Interviewed over green tea at the brand’s first standalone store in Hong Kong, at 2-4 Hysan Avenue in Causeway Bay, Chantecaille’s founder is candid and confident – as befits a businesswoman that successfully competes with the owners of some of the world’s biggest brands. She knows and loves the energy of Hong Kong. “I originally launched my business in New York, London and Hong Kong,” Chantecaille says. “The city has been incredibly good to us. We wanted to give back and set up our first flagship here.”
Hong Kong has been waiting a long time. “At the end of the day, we wanted a good space that was visible but not obvious, somewhere you could see it, and with real customers, not just the tai-tais,” Chantecaille says. She feels an urge to connect with younger consumers,whose shopping habits and expectations differ from those of their elders. “We need different people. We looked at the malls in Central, but just didn’t feel all that good about it. But here, the building is almost derelict in a way, and that made the proposition attractive. It’s a cool building. We even have schoolgirls walking in. That doesn’t happen at the malls in Central.”

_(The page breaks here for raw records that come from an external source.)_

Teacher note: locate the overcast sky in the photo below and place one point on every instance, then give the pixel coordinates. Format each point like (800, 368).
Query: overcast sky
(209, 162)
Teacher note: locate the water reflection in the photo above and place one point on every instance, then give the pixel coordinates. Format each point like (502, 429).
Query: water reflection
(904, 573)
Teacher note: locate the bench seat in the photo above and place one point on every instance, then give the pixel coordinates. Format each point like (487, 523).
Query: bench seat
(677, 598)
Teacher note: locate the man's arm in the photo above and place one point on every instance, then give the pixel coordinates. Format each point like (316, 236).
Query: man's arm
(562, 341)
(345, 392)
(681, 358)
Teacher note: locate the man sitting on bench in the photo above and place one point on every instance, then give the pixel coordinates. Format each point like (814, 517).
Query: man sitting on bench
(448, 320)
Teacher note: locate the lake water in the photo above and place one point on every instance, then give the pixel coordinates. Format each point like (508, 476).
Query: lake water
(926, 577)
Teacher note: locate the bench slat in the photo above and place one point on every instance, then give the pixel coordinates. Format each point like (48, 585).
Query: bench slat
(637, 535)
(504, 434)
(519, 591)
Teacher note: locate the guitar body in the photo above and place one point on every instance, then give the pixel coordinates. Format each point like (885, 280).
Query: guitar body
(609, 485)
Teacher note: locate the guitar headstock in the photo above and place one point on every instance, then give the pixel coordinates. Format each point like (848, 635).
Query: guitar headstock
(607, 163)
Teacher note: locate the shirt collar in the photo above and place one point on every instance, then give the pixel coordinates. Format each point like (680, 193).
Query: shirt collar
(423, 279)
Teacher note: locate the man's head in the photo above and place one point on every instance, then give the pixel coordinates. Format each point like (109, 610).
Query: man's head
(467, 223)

French architect and designer Patrick Naggar has imparted a chic Parisian salon feel. The exterior is elegant, with its large metal- framed windows, while inside the highlights include a boiserie-lined sitting area with a lipstick-pink vintage velvet sofa, French-made bronze consultation tables, violet grosgrain pouffes and a purple and mauve reception counter made of amethyst crystal from Israel. “We’ve brought together Parisian touches and a bit of our New York style,” Chantecaille says. “I wanted to create a Parisian experience, like walking down the Rue de la Paix in Paris.”
The boutique’s two private treatment rooms offer a range of facials, including innovative radio frequency energy treatments, a gold-leaf facial and signature flower facial, which is said to impart a glowing softness to the skin. “A good facial is also healthy,” Chantecaille says. “The massage helps your liver, your stomach, your energy. You feel healthy after that. Your body feels fitter and your brain feels sharper.” The staff give make-up lessons, too.
“We wanted a space where people can relax, where the customer can enjoy a quiet moment or share chocolates and have a cup of tea with a friend, an excellent facial, the best facial in town,” Chantecaille says. “And, simultaneously, you can see things, watch videos on animals, get a sense of what we do. The place has a good vibe.” Feeling good and Chantecaille go together, wherever she does business. Visit the Chantecaille headquarters in New York, with its wooden floor, family dog and lemon tree, and the sensation of balance is inescapable.
Chantecaille’s drive to make her vision reality was disruptive long before the adjective became a cliché. Her Estée Lauder career may seem legendary now, but she nursed greater ambitions. She saw the cosmetics industry’s need to nurture the environment and its own sustainability. She saw coral as the marine equivalent of ivory and funded efforts to preserve coral reefs. Prescriptives was a huge success, but only by taking control with her own brand could she push for change.
Chantecaille has fought to preserve imperilled wildlife such as elephants, sea turtles, tigers, dolphins, blue whales and some butterfly species. She has fought to stop logging and deforestation. She’s part of a group that aims to have 10 per cent of the oceans recognised as protected areas by 2020.
Buyers of Chantecaille admire the owner’s vision, attitude and her independence. “Our customers are very intelligent women with the power to make a difference,” she says. Her customers like to feel good beneath the skin, too. “The company joins with its customers to have an effect beyond the merely personal, contributing together – one innovative beauty product at a time – to a better world,” Chantecaille says.